Doug and Lisa Quick gave birth a solid citizen. Doug, a route salesman for Entenmann's bakery and does construction work on the side, knows the value of hard work.
Hard work and an attitude adjustment were necessary to build the goaltender we know as Quickie. Jonathan was a third-round pick, 72nd overall, in the 2005 NHL Entry Draft. Drafted by Dave Taylor and left to Lombardi. Quick led Avon Old Farms to consecutive New England prep school championships in his last two years of high school, compiling a 45-3 record. In two years at the University of Massachusetts-Amerst, he took to within of the Final Four -- losing to the University of Maine.
Lombardi recalled a saying that goaltending guru Warren Strelow told him when they were both in San Jose, whether it was with Miikka Kiprusoff or Evgeni Nabokov.
"Warren would say, 'Don't try to evaluate Quick. With goalies ... you never know.' So much is (pointing to the head). That's why you see so many first- and second-round picks that don't pan out."
So, Lombardi left the analysis to his goaltending experts. But, still, he said, "Every year, he was always a great competitor, always a great athlete -- probably our best athlete on the conditioning chart. He's got that -- you could see right away -- that swagger. Got a little (goalie Ron Hextall) Hexy in him.
"Jonathan's a maverick. He's a real battler."
Hextall was there at watching the Manchester farm club with Lombardi in the 2007-08 season.
"Stylistically, he had lots of work to do," Hextall remembered. "He was very clean, but you could see the holes ... and we could see the upside. Allowed him to be the athletic goalie that he is. But ..."
During that 2007-08 season, Quick was guilty of sleeping in instead of meeting with Kim Dillabough, who was being sent to Manchester to work with Jonathan. Hextall and Bill Ranford, Kings goaltending coach, let the young goaltender that would never happen again. They also demoted Quick to Reading of the East Coast Hockey League as a consequence of the sleep-in.
"I learned a lot. I played a lot of games down there and saw a lot of pucks and kind of got an understanding for the professional level," said Quick. "Maybe I wasn't too happy to go down at first, but looking back at it I learned a lot down there and it helped my game."
Hextall said that Quick needed to learn to become a pro.
Said Ranford, "He was very athletic. Pure atheleticism. Cleaning up the technical side of his game and utilizying the athletic skill as a plus.

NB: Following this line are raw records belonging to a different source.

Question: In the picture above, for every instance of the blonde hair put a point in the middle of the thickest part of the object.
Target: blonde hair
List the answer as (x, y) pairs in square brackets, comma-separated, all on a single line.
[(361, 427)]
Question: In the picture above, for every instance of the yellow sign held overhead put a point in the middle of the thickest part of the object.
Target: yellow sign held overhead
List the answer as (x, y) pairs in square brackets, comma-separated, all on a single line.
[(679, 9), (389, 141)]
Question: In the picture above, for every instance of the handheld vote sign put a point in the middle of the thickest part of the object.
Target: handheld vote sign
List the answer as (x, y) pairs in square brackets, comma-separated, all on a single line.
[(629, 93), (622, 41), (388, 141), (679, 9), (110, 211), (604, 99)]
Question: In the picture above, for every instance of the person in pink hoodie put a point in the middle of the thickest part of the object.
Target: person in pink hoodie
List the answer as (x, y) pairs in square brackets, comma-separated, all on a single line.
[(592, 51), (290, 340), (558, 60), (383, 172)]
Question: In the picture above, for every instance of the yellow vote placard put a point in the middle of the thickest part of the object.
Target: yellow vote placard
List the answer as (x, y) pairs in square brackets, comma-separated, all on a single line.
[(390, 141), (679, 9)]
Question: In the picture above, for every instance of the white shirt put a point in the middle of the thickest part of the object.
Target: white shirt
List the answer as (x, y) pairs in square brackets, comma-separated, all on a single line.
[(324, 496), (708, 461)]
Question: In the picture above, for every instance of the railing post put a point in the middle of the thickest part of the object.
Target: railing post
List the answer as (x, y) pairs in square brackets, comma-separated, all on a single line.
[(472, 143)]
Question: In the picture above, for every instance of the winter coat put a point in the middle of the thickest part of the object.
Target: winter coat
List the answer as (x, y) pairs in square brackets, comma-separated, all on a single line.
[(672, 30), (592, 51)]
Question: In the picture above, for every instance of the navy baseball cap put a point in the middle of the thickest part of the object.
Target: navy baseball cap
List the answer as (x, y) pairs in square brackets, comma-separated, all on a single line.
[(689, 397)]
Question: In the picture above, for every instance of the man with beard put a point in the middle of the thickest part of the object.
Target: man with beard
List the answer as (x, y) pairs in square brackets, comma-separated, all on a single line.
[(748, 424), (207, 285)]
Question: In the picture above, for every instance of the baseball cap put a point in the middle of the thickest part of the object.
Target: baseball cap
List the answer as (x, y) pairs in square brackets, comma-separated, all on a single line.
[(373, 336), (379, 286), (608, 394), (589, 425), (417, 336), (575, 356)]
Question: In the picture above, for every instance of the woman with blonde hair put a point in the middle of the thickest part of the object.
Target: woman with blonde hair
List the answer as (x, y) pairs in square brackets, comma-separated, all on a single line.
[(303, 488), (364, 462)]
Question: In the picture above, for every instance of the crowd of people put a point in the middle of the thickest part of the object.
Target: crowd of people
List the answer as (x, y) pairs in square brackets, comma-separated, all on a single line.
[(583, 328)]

"He's a real student of the game. He's special that way, in that you can talk about things in the morning and he'll be trying it that night.

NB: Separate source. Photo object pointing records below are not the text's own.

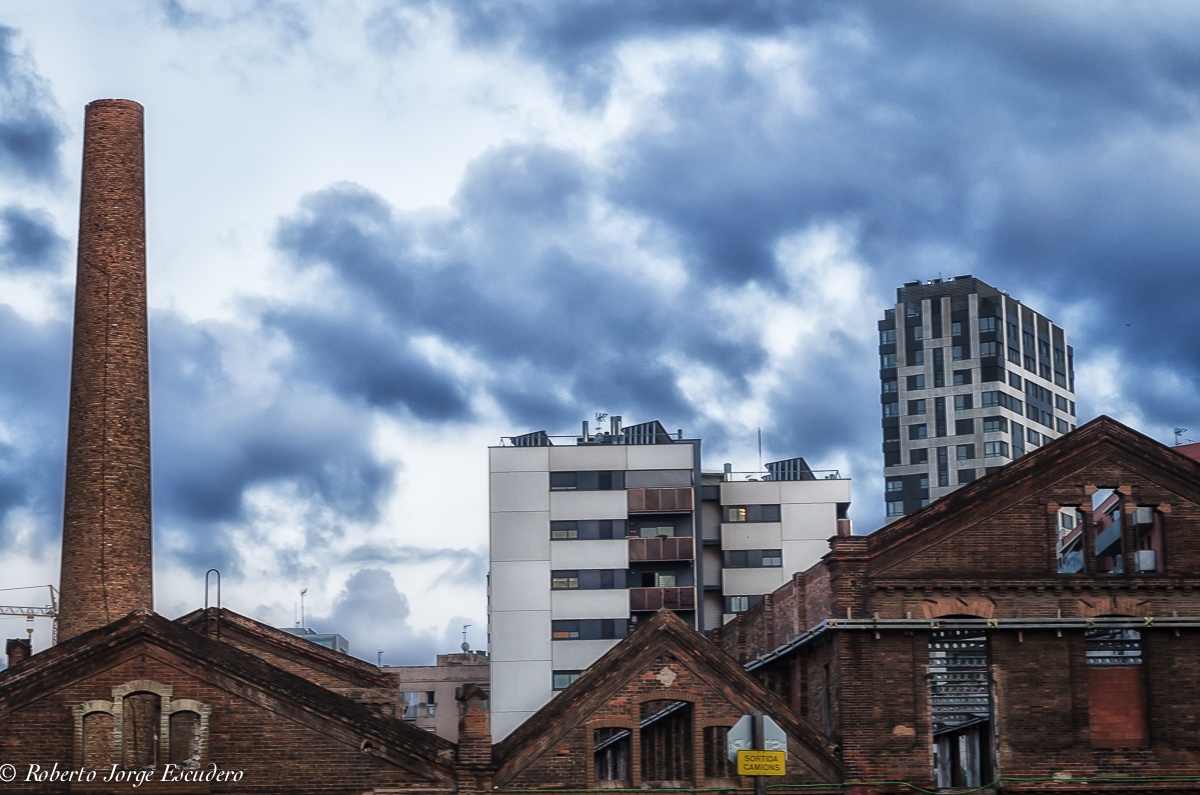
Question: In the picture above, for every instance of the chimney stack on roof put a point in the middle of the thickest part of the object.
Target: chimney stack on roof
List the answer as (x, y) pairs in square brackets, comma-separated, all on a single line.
[(106, 530)]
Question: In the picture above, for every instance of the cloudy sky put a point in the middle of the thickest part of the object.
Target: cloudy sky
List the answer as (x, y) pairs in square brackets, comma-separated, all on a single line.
[(382, 234)]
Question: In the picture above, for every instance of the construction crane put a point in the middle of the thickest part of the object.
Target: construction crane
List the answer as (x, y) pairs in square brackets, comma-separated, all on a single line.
[(46, 611)]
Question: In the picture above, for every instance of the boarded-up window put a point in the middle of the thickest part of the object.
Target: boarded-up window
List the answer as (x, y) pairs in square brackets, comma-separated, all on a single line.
[(611, 751), (1116, 689), (97, 741), (142, 713), (185, 739), (717, 753), (666, 743)]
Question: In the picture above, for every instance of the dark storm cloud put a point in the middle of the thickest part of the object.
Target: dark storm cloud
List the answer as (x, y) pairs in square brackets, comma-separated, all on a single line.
[(576, 41), (509, 278), (217, 436), (29, 240), (372, 614), (465, 566), (30, 132), (34, 378)]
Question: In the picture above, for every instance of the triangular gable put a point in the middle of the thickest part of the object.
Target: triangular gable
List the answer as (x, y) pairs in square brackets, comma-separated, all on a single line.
[(147, 635), (677, 663), (1051, 473)]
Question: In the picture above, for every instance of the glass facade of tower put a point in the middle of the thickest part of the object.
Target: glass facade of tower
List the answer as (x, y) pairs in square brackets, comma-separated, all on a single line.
[(970, 378)]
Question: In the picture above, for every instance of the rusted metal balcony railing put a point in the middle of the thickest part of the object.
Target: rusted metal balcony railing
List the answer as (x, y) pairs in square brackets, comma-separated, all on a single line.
[(678, 548), (677, 598)]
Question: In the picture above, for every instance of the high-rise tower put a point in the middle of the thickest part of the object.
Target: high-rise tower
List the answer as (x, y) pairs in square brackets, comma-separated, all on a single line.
[(970, 380), (106, 527)]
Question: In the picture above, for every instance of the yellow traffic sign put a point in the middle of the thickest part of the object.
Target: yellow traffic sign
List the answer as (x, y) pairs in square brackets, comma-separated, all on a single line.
[(762, 763)]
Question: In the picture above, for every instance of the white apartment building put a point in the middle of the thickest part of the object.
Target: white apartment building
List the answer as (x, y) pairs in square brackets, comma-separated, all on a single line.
[(591, 533)]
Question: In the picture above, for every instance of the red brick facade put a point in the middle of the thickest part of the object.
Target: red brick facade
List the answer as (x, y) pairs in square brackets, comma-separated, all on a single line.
[(982, 562)]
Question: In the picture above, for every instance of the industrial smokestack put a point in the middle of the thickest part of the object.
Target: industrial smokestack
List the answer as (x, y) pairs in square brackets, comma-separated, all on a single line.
[(106, 526)]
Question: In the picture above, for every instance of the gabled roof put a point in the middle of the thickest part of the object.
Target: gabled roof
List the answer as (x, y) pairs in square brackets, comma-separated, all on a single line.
[(221, 664), (233, 627), (1035, 472), (665, 632)]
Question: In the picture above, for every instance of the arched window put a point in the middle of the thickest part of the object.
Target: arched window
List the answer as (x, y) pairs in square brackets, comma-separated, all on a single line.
[(666, 743), (960, 705), (141, 725), (97, 741), (1116, 689)]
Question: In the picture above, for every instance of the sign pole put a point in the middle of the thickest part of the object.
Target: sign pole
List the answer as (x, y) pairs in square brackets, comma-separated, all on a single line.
[(759, 742)]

"He showed great athletic ability and flexibility. Strong legs."
Quick's style includes elements of the traditional stand-up approach, which relies on reflexes; a hint of butterflying, which relies on positioning; and one wrinkle -- in which he puts the paddle of the goal stick flat across the crease to take away the low shot. Quick can do the latter because of his leg strength -- a speedy post-to-post leg push.
"That flexibility and leg strength is what is key to me," coach Darryl Sutter said. "He reminds me of Miikka Kiprusoff. So good on all shots along the ice ... plus he's got a crab-like quality of getting to the high shots, too.
"What he is best at is being a teammate, fitting in with the team -- not somewhere else like a loner."
There's a lot beneath and behind the mask of Jonathan Quick. He keeps his answers short. He refuses to look at the historical context. He says all he cares about is the next game, nothing else. "I feel I've tried to give my team a chance to get the 'W' every night," he said. "I think from a goalie's standpoint, that's your job."
That's it. That's Quick.
"He never quits on a puck," said St. Louis coach Ken Hitchcock. "He's like an old-school goalie. He reminds me a little bit of Marty Brodeur, because he just never quits on a puck."
About his own evolution, Quick shrugged: "It's just kind of a natural progression that everyone goes through. You pick up experience, and two more years of coaching at this level pays dividends. It's just a natural progression."
According to Bill Ranford, "He used to use his athletic ability on every save versus just using it when needed. I think that's where his game has evolved the most.
"It's kind of the pot calling the kettle black myself, but I learned as I went along that you have to utilize (athleticism) as a tool, not your toolbox. That is the best analogy for him. He needed to get more tools to create a toolbox ... and then this athletic ability that he has, he could utilize it when needed as opposed to using it on every save."
The evolution of Jonathan Quick is a goaltender with swagger. The more success he gets, the better he becomes.